LOVED IT! Risque??? Ah, from a Scorpio...nope!


----------



## Pidgey (May 20, 2005)

It'd be risque if the picture were from the (duck) hunter's viewpoint. While it might be more entertaining from that standpoint to some of us, I think the meaning might... uhh... be lost!

Pidgey


----------



## Lin Hansen (Jan 9, 2004)

Whew.....Thanks!

Glad you like it, Cynthia and Shi.......

Linda

Yes, thanks Pidgey....I figured the view of the "decoy" from our perspective would make it okay for general audiences.....maybe less interesting for _some,_ LOL, but okay....


----------



## mr squeaks (Apr 14, 2005)

Lin Hansen said:


> Whew.....Thanks!
> 
> Glad you like it, Cynthia and Shi.......
> 
> ...


_

Uh huh, like possibly: Pidgey (who admitted...), Pete, Alvin and especially George...to name just a few.

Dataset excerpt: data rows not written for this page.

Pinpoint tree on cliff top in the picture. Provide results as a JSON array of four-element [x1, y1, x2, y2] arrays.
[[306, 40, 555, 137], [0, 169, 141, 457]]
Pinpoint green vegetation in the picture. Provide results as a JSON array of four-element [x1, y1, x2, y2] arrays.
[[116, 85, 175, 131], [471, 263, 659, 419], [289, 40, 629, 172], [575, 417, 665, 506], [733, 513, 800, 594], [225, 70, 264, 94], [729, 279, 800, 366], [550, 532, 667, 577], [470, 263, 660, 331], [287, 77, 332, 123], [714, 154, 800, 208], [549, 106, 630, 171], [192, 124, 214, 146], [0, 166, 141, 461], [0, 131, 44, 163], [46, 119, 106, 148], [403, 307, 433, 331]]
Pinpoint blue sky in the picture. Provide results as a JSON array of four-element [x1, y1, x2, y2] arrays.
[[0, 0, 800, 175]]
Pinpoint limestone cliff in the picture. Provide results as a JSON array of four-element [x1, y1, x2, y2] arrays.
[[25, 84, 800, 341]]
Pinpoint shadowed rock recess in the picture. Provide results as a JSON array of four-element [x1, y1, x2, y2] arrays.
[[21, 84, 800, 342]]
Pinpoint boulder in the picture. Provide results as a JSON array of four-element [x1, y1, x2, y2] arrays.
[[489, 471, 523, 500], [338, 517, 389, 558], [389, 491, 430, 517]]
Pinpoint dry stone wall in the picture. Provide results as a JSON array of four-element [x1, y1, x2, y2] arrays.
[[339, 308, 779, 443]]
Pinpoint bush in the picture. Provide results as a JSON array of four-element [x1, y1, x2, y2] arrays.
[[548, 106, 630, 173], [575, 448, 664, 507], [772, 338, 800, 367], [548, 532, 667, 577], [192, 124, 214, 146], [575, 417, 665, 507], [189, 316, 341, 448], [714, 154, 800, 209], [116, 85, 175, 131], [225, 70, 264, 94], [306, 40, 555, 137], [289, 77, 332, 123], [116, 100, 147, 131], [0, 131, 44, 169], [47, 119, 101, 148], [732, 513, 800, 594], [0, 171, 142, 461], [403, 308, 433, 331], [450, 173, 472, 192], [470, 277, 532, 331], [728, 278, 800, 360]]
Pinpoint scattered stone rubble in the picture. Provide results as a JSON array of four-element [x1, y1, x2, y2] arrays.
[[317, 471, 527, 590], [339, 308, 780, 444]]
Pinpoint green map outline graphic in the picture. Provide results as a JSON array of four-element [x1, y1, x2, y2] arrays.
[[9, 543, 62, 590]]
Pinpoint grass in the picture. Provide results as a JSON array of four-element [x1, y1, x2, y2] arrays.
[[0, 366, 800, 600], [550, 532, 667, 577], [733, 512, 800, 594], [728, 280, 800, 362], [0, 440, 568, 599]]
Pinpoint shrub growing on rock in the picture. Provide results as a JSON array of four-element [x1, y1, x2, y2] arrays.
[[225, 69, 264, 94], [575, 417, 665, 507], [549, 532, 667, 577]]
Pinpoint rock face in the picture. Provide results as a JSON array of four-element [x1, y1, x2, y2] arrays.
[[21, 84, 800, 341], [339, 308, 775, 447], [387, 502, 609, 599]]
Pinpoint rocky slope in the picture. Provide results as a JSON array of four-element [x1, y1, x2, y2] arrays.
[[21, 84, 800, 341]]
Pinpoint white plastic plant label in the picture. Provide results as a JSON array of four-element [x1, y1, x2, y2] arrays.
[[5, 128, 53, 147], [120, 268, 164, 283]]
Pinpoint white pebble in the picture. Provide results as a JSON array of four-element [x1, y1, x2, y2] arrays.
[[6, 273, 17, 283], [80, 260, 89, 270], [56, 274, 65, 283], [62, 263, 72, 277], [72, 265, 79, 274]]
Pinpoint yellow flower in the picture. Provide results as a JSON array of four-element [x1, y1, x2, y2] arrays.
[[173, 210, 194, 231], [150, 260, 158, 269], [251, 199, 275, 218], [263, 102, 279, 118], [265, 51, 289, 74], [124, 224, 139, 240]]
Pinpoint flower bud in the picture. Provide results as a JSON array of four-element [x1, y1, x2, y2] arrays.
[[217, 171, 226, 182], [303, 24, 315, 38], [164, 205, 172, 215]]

ROFL  

Sorry, Lin, just TOO much to resist! _


----------



## Skyeking (Jan 17, 2003)

*That is a GOOD ONE, Lin. LOL    *


----------



## Reti (Jul 20, 2003)

LOL.
Love it.

Reti


----------



## christina11 (Jan 20, 2006)

Thats so funny lol.


----------



## TerriB (Nov 16, 2003)

Too funny! Turnabout is fair play?


----------